La question alors devient de savoir si le personnage principal devra changer pour se conformer à la nouvelle situation ou s’il reste ferme dans ses certitudes actuelles (ce que Dramatica désigne par Steadfast) jusqu’à ce que les choses redeviennent normales (ce qui en fiction est éminemment hypothétique).

Vers un terrain neutre

L’histoire se déploie alors que le personnage principal et l’Influence Character se querellent sur une approche directe ou indirecte du problème. Par exemple, l’un pourrait vouloir s’attaquer immédiatement au danger tandis que l’autre voudrait posséder plus de preuves de l’existence du danger avant de s’engager dans l’action. Cette divergence dans l’approche ne commande pas cependant la distinction entre le personnage principal et l’Influence Character et ne décide pas non plus de la passivité d’un personnage. L’un comme l’autre sont actifs dans leurs approches respectives.
L’approche indirecte d’un problème consiste à rechercher les liens entre différents éléments afin de discerner le tout, c’est-à-dire le système, le modèle ou l’objet dans sa globalité (c’est une démarche holistique). Une approche directe du problème est plus intuitive.

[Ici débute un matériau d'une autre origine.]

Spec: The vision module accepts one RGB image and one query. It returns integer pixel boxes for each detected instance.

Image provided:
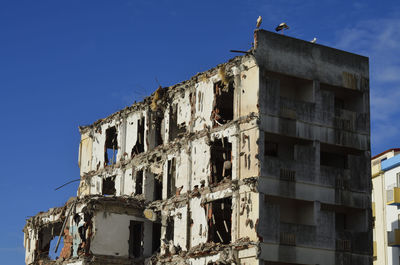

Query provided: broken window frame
[129,220,144,259]
[131,117,145,157]
[209,137,232,184]
[135,169,144,195]
[101,175,117,196]
[104,126,118,166]
[211,81,234,128]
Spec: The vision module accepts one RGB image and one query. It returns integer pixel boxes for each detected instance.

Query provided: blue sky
[0,0,400,265]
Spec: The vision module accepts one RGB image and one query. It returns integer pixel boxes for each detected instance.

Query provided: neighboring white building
[371,148,400,265]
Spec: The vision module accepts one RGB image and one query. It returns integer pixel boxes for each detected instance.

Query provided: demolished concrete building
[24,30,372,265]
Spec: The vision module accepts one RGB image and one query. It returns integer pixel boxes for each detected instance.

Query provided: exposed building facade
[24,30,372,265]
[371,148,400,265]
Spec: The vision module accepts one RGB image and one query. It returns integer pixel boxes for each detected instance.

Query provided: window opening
[168,104,186,141]
[210,137,232,184]
[206,198,232,244]
[211,81,234,127]
[152,223,161,253]
[131,117,144,157]
[102,176,116,195]
[104,126,118,165]
[135,170,143,195]
[129,221,143,258]
[167,158,176,198]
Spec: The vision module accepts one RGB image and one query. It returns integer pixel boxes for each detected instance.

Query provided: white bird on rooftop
[275,22,289,33]
[256,16,262,28]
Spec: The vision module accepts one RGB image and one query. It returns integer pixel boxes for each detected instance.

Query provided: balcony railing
[386,187,400,205]
[387,229,400,247]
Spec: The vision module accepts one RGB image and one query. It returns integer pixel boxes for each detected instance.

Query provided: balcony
[386,187,400,205]
[388,229,400,247]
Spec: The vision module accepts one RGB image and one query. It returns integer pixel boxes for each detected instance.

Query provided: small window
[396,172,400,188]
[206,198,232,244]
[104,126,118,165]
[135,170,143,195]
[102,176,115,195]
[129,221,143,258]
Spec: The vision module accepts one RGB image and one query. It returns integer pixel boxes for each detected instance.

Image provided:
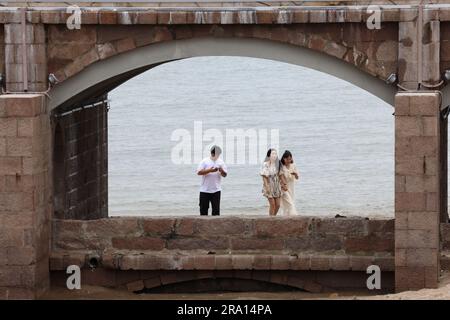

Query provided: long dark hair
[266,148,282,173]
[281,150,294,165]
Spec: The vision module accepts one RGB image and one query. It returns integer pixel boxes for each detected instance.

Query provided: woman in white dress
[281,150,300,216]
[260,149,281,216]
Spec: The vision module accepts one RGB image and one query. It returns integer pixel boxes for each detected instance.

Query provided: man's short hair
[211,145,222,156]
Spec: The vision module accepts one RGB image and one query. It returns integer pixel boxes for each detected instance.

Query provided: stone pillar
[4,23,48,92]
[0,94,52,299]
[395,92,441,291]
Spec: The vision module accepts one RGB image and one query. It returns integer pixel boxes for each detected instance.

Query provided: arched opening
[51,38,394,218]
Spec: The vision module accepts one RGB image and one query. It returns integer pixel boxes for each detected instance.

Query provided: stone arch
[125,270,326,293]
[50,37,396,109]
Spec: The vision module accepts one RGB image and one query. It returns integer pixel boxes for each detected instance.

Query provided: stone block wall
[53,102,108,219]
[395,92,441,291]
[0,94,52,299]
[50,216,394,271]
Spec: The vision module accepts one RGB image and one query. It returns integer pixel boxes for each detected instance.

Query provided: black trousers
[199,191,220,216]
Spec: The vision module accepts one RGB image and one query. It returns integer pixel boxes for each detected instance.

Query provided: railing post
[395,92,442,291]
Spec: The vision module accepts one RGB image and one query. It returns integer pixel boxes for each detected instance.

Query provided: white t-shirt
[197,157,227,193]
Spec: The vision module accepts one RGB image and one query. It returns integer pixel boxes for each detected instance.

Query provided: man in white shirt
[197,146,227,216]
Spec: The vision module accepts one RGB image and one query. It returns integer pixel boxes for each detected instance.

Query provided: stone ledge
[50,251,394,271]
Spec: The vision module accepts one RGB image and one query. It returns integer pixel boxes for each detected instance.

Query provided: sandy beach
[41,272,450,300]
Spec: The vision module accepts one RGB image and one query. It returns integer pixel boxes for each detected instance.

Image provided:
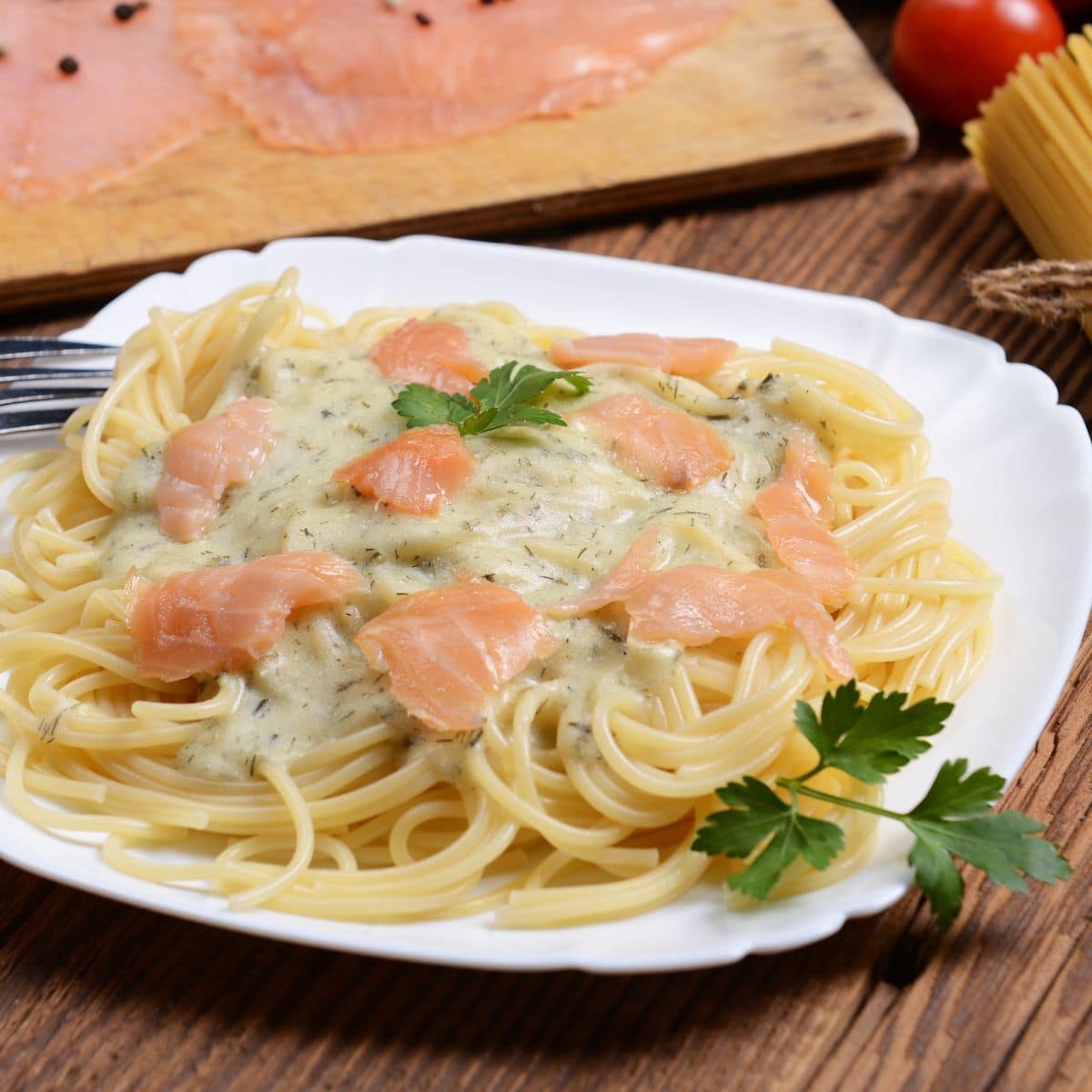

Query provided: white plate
[0,238,1092,972]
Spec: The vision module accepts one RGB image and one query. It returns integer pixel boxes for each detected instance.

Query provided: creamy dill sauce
[100,307,821,779]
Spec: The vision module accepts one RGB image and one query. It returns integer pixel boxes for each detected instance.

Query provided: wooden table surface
[0,8,1092,1092]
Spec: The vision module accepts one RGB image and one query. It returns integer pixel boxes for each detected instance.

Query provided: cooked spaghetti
[0,273,998,927]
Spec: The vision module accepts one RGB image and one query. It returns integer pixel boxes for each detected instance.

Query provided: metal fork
[0,338,118,436]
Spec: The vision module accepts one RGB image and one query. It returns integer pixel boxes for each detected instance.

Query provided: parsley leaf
[796,681,954,785]
[693,682,1071,929]
[391,360,592,436]
[693,777,845,899]
[902,758,1071,929]
[391,383,477,428]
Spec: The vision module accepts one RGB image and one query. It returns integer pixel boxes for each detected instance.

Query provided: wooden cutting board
[0,0,917,310]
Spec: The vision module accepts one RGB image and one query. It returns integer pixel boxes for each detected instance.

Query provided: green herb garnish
[693,682,1071,929]
[391,360,592,436]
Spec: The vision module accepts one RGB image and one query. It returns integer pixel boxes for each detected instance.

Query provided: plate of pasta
[0,237,1092,973]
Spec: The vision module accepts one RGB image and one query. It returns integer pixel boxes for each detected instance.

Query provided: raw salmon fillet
[371,318,486,394]
[333,425,474,515]
[754,432,859,606]
[551,334,738,377]
[126,551,360,682]
[176,0,737,152]
[569,394,732,490]
[0,0,228,204]
[355,581,558,732]
[546,526,660,618]
[624,564,854,679]
[155,399,277,542]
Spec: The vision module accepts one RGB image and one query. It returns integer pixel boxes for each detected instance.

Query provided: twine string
[966,261,1092,323]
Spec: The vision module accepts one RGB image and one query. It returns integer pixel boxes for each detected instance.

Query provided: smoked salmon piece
[176,0,737,154]
[546,526,660,618]
[0,0,228,204]
[126,551,361,682]
[371,318,486,394]
[333,425,474,515]
[754,432,859,606]
[355,580,559,732]
[551,334,738,378]
[569,394,732,490]
[155,399,277,542]
[624,564,854,679]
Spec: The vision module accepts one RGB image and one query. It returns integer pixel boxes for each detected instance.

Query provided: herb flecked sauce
[100,307,823,779]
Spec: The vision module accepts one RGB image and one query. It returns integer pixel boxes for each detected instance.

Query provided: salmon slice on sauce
[371,318,486,394]
[569,394,732,490]
[126,551,360,682]
[355,581,558,732]
[176,0,737,154]
[546,526,661,618]
[333,425,474,515]
[754,432,859,606]
[155,399,277,542]
[0,0,228,204]
[624,564,854,679]
[551,334,738,377]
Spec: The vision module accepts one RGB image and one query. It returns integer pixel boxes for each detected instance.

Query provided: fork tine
[0,384,106,409]
[0,364,114,389]
[0,399,90,436]
[0,338,118,360]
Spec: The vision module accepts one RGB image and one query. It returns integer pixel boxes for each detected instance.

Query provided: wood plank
[0,0,917,309]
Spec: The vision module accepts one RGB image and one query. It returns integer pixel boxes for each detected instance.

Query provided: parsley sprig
[391,360,592,436]
[693,682,1071,929]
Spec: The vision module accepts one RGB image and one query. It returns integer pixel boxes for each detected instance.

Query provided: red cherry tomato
[891,0,1066,126]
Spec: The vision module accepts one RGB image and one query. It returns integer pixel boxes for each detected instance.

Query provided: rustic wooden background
[0,0,1092,1092]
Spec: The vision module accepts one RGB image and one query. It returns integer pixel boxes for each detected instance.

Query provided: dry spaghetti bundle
[965,26,1092,333]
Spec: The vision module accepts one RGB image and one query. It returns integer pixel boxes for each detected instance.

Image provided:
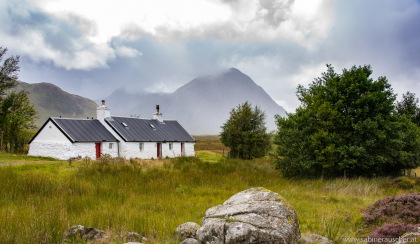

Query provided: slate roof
[29,118,118,143]
[105,116,195,142]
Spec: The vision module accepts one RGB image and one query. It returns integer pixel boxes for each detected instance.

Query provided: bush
[363,193,420,238]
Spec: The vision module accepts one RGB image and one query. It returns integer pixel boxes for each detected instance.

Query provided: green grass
[0,150,420,243]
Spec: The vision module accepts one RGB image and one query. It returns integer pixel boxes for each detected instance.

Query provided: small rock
[175,222,200,241]
[299,234,334,244]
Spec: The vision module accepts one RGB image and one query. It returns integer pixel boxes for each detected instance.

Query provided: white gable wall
[184,142,195,157]
[28,121,118,160]
[28,121,72,159]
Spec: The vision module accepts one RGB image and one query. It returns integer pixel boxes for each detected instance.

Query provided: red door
[95,143,101,159]
[181,143,185,156]
[156,142,162,158]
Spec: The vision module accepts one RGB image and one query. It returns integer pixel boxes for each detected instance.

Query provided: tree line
[0,47,36,153]
[220,65,420,177]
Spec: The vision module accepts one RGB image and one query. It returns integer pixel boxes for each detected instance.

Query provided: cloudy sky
[0,0,420,112]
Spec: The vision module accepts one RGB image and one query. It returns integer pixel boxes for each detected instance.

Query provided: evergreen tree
[0,47,36,152]
[397,92,420,126]
[276,65,420,177]
[220,102,270,159]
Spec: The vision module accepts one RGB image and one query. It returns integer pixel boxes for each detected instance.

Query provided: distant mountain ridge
[16,68,286,135]
[15,82,98,127]
[106,68,286,135]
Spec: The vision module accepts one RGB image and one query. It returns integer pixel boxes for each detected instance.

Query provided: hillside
[107,68,286,134]
[16,82,98,127]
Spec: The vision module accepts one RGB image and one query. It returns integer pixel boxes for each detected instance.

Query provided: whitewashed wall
[28,121,118,160]
[28,121,72,159]
[102,142,120,157]
[120,142,195,159]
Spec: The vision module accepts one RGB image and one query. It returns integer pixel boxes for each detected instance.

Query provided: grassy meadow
[0,136,420,243]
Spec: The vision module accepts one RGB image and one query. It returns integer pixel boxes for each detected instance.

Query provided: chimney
[153,105,163,123]
[96,100,111,121]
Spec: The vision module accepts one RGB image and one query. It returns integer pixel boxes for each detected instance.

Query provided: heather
[363,193,420,238]
[0,149,420,243]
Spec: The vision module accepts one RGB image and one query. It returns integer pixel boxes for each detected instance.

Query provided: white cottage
[28,101,195,160]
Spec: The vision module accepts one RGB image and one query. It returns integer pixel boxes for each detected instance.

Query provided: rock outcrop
[179,188,300,244]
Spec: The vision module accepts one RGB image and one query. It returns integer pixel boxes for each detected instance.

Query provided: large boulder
[197,187,300,244]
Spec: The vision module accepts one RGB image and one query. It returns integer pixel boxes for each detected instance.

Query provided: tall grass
[0,155,419,243]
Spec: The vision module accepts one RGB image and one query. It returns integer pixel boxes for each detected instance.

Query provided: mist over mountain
[106,68,286,134]
[15,82,98,127]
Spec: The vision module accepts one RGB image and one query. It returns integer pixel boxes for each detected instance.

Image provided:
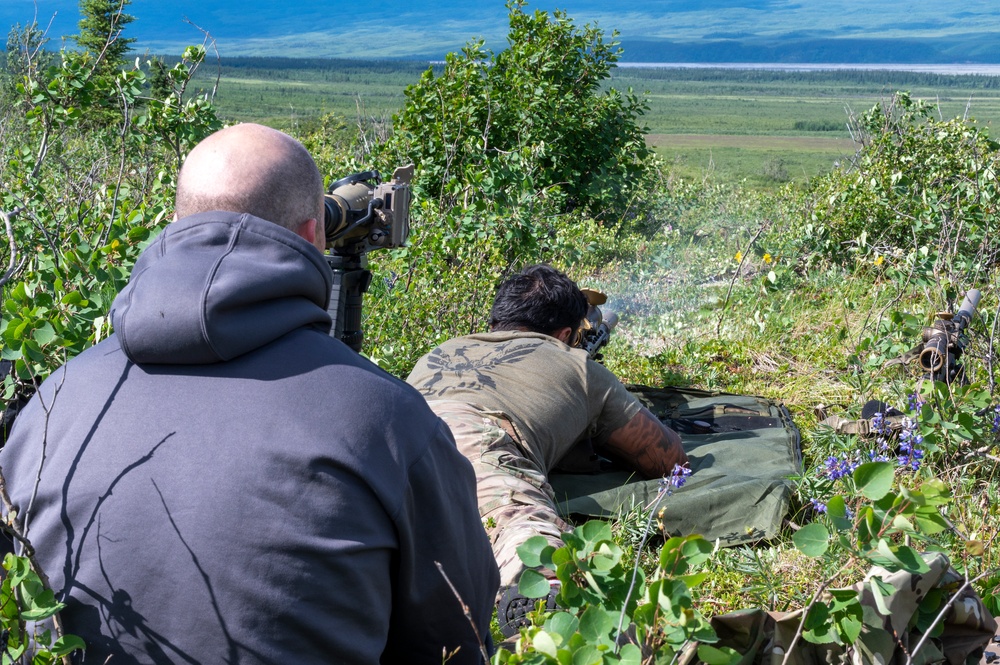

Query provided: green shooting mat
[549,385,802,547]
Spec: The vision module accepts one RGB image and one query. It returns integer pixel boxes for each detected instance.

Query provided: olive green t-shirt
[406,331,641,472]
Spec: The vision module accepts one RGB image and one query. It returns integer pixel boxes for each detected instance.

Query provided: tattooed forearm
[604,409,687,478]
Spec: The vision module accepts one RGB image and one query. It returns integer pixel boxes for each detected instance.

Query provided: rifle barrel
[955,289,983,329]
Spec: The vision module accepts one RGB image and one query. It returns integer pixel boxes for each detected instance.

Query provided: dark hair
[490,265,587,335]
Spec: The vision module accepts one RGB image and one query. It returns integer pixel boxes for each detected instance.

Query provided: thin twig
[0,208,27,286]
[906,568,998,665]
[715,220,771,337]
[781,564,847,665]
[434,561,490,663]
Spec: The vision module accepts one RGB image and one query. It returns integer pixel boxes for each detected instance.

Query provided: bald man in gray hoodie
[0,124,498,665]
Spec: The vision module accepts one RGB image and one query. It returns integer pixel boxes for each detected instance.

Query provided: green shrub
[804,93,1000,276]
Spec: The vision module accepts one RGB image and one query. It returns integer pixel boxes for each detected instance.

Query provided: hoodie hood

Dans la relation conflictuelle entre le personnage principal et l’Influence Character, ce dernier aiguillonne le personnage principal jusqu’à ce que tous deux parviennent à un point neutre dans lequel un moyen de résoudre le problème ou de l’évaluer est aussi bon qu’un autre.
C’est le moment de l’acte de foi (que Dramatica nomme Leap of Faith) où l’expérience a été totalement contrebalancée par ce qui a été récemment appris. C’est le moment où le personnage principal doit avancer dans l’inconnu avec absolument aucune expérience pour le guider et qu’il doit choisir entre continuer le chemin qu’il a toujours pris ou en adopter un nouveau.

L’histoire se résout alors en

  • Success et Good
  • Success et Bad
  • Failure et Good
  • Failure et Bad

Ces quatre résolutions de l’histoire (que nous étudierons ultérieurement lors du chapitre 21)  sont la preuve de l’autrice et de l’auteur dans laquelle ils affirment leur point de vue personnel quant aux choix les plus adéquats ou les moins appropriés.

L’ordre et l’argument passionnel

Sous cette perspective, nous pouvons voir comment l’ordre des événements dramatiques a un énorme impact non sur la structure du récit mais sur la signification dérivée de cette structure.
Le ressenti de l’argument passionnel sera déterminé par l’ordre dans lequel le personnage principal passera à travers les niveaux de justification (en somme ses attitudes) pour aller à la rencontre de la source réelle de l’iniquité de l’histoire (le thème essentiellement).

Cet ordre des événements affecte non seulement le personnage, mais aussi l’intrigue et le thème et est par conséquent une complexe série de cycles à l’intérieur de cycles qui sont imprévisibles dans le cours de l’histoire mais tout se comprend à la conclusion ou dénouement de celle-ci.